Figure 2 shows the results of both UTE-MT modeling and multiple-TE T2 fitting for a selected sample. The measured T1 value of this sample was 648 ms. The results for the five angle orientations between fiber direction and B0 are shown in the different rows. The two-pool UTE-MT modeling provides excellent fitting (all residuals were less than 0.6%) of signal changes over five MT powers and five off-resonance frequencies. Figure 3 shows graphs of the T2 values derived by fitting multiple-TE data and macromolecular proton fractions in a selected sample. Using the CPMG sequence, T2 ranged from 16.6 ms to 45.4 ms at 0° to 55° relative to B0, representing a 173% increase. However, macromolecular fraction remains relatively consistent ranging from 19.5 to 21.7%, representing an 11% difference. Several other UTE-MT modeling parameters, including T2 value of macromolecular protons (T2m) and exchange rate from macromolecular protons to water protons (RM0w) also demonstrated minimal angular dependence(Table 1). These results suggest that f, T2m and RM0w can be used as magic angle insensitive biomarkers of the RCT.

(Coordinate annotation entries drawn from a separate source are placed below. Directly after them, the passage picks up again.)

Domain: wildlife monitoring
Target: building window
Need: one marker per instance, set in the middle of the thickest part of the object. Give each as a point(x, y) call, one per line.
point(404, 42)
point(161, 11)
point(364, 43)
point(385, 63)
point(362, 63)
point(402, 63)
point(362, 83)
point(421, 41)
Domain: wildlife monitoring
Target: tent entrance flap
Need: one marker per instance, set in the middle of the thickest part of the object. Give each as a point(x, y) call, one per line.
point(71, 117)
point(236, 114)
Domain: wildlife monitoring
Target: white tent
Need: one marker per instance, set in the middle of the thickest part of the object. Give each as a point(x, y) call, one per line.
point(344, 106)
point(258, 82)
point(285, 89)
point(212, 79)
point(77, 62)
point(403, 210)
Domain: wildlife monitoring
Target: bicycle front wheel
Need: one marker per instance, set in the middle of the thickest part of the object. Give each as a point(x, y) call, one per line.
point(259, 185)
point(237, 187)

[1] Robertson PL, Schweitzer ME, Mitchell DG, Schlesinger F, Epstein RE, Frieman BG, Fenlin JM. Rotator cuff disorders: interobserver and intraobserver variation in diagnosis with MR imaging. Radiology. 1995;194(3):831-5
[2] Ma YJ, Shao H, Du J, Chang EY. Ultrashort echo time magnetization transfer (UTE-MT) imaging and modeling: magic angle independent biomarkers of tissue properties. NMR Biomed. 2016 Nov;29(11):1546-1552.